It’s important to enhance enterprises’ competitiveness
It’s important to enhance enterprises’ competitiveness
It is important to improve the capacity of enterprises and not just develop them in term of quantity, experts said.
The General Statistics Office (GSO) said there were about 810,000 firms by the end of last year, missing the Government’s target of one million.
But the Government still has set the goal of 1.2-1.5 million enterprises by 2025 based on the fact that the business climate kept improving.
Statistics from the Ministry of Planning and Investment pointed out that the number of enterprises in Viet Nam increased by 10.5 per cent in the 2016-19 period with around 100,000 new firms launching every year, twice as high as the 2011-15 period. However, most were of small and medium sizes.
GSO’s Director Nguyen Thi Huong said the COVID-19 pandemic was significantly affecting the socio-economic development and health of enterprises.
Research by the Ministry of Planning and Investment pointed that the health of the Vietnamese enterprises was at the most pessimistic level in recent years. The number of new firms established in 2020 was 2.3 per cent lower than 2019 and the total number of employees of new firms was 16.9 per cent lower.
Economic expert Ngo Tri Long said Viet Nam is looking to develop big enterprises to lead the economy. However he noted that small and medium sized enterprises (SMEs) played a very important role but the policies introduced to support SMEs were proved not to work effectively as expected. For example, the SMEs support funds did not operate efficiently as it remained difficult for firms to get accessed to financial supports from these funds.
Long said that the support policies for SMEs must be more practical.
A weakness of Vietnamese enterprises was that most of them failed to participate in the global value chain, adding that it was critical for enterprises to participate in global value chain to develop in the integration process.
He said that support policies should be introduced for enterprises which were selected to be capable of engaging in the global value chains.
Early this year, the Government assigned the Ministry of Planning and Investment to develop a resolution about developing enterprises in 2021-2025 with a vision to 2030 which aimed to have 1.5 million firms by 2025, 15 to 20 of which are private and have capitalisation of more than US$1 billion.

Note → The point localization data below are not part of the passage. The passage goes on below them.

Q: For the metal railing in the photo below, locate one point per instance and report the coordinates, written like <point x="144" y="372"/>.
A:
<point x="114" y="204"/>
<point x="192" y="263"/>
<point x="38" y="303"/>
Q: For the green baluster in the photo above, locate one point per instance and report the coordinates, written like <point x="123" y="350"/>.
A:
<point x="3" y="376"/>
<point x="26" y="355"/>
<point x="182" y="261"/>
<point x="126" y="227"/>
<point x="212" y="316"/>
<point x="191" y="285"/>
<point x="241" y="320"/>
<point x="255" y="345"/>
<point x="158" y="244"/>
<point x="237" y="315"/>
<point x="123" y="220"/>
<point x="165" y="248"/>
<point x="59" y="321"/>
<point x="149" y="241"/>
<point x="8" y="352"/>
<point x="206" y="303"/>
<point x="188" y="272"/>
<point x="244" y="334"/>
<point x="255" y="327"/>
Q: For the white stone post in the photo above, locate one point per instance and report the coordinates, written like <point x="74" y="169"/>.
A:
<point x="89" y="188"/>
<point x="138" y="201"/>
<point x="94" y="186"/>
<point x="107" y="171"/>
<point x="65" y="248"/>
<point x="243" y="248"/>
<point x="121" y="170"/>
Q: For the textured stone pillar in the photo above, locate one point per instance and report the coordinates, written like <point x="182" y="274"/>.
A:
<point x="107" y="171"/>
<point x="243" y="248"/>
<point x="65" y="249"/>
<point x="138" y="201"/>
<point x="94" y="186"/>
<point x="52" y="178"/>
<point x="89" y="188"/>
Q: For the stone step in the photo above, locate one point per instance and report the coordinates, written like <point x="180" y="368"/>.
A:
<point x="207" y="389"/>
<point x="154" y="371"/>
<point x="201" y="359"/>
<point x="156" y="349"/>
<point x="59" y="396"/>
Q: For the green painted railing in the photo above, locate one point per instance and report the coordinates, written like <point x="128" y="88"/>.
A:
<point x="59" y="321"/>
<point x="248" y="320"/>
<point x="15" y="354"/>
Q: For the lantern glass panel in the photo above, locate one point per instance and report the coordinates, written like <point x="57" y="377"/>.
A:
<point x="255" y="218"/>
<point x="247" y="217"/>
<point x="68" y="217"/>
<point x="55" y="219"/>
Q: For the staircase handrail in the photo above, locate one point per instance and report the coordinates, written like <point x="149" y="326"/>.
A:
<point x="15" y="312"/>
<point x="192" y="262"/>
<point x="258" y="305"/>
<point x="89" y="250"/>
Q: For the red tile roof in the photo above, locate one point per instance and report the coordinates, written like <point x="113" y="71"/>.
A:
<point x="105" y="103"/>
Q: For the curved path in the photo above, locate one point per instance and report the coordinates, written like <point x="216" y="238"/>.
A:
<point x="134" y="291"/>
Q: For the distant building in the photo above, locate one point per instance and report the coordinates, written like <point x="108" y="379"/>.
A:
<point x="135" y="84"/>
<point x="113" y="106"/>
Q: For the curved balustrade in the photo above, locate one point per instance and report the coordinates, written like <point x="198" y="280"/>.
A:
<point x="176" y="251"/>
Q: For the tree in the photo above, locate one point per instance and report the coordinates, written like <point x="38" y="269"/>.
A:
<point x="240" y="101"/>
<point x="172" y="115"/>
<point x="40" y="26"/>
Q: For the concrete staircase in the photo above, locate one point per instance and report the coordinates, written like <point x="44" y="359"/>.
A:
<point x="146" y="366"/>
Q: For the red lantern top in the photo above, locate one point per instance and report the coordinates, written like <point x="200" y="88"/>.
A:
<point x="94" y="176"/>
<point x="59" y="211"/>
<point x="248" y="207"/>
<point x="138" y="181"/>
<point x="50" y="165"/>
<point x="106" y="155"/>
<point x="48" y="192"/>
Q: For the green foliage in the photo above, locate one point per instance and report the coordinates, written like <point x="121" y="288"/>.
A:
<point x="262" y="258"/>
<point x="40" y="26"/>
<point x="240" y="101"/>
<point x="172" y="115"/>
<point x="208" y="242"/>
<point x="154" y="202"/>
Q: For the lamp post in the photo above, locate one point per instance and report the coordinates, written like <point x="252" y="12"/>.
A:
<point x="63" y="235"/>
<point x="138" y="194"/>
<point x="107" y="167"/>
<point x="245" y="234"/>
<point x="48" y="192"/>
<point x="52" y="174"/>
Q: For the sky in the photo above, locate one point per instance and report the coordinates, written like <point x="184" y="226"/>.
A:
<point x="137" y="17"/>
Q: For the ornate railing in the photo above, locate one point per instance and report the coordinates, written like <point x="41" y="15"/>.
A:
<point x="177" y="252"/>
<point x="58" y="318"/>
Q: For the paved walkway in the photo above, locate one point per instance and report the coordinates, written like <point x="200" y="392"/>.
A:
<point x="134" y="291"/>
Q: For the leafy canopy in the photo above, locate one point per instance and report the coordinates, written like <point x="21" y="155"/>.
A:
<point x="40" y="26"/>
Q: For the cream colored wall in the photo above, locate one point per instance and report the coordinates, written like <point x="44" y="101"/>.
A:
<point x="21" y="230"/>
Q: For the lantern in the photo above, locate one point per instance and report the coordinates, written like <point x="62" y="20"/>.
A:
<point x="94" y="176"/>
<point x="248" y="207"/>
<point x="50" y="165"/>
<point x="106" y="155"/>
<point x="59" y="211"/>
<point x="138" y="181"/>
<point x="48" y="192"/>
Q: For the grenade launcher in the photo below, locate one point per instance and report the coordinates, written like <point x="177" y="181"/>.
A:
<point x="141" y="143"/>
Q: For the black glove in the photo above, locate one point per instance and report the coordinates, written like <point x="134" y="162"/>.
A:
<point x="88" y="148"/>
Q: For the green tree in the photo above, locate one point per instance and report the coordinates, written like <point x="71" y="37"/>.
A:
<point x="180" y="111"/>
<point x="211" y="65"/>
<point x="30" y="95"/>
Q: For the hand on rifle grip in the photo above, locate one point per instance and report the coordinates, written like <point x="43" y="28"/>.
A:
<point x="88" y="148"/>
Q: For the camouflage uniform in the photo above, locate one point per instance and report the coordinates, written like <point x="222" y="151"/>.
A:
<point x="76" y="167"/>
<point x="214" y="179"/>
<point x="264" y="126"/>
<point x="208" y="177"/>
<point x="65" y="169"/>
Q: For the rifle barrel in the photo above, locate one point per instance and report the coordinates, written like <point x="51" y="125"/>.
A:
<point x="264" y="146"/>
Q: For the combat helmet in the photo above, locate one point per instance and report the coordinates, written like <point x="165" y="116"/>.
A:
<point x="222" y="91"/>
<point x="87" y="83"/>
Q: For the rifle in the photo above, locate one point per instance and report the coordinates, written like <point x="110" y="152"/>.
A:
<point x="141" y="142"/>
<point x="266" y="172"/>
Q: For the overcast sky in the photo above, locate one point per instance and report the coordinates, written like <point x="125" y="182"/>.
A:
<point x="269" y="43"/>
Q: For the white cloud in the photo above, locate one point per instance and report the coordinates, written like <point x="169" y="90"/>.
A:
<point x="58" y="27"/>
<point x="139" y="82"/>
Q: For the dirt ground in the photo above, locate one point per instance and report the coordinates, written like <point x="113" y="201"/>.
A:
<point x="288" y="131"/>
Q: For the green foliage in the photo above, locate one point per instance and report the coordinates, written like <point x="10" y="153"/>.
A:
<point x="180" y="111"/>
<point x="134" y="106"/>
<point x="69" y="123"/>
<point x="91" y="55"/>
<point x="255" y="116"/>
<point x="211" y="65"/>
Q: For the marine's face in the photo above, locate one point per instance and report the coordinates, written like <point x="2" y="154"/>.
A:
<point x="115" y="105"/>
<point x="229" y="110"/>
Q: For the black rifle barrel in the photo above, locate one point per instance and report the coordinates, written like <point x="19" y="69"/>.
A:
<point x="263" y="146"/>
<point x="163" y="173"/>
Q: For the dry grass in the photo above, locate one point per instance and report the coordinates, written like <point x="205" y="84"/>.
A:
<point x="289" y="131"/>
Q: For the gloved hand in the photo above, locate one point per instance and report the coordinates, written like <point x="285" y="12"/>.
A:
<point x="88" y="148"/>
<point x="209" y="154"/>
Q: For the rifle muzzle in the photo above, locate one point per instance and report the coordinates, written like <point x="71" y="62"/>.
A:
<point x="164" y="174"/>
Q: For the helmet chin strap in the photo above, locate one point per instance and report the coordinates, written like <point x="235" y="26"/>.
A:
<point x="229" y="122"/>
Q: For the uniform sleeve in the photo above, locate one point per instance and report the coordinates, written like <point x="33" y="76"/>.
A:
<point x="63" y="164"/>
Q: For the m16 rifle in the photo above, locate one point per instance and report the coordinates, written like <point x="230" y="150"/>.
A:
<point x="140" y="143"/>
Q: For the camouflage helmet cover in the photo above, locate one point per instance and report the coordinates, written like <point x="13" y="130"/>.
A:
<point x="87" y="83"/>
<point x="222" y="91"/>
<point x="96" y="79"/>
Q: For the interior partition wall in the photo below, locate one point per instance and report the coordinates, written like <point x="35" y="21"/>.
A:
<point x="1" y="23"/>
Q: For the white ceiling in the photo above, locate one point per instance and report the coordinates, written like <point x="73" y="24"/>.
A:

To achieve this goal, there must be around 100,000 – 150,000 new firms every year in the next five years or the number of enterprises must increase around 12-14 per cent per year.
According to To Hoai Nam, Deputy President of the Viet Nam Association of SMEs said that while the quality of enterprises was the top concern, it was also important to develop a big enough enterprise community to create breakthroughs.
Nam said that it was critical to create a favourable business environment to achieve the goal in the next five-year period, adding that barriers related to administrative procedures must be removed and compliance costs reduced for firms.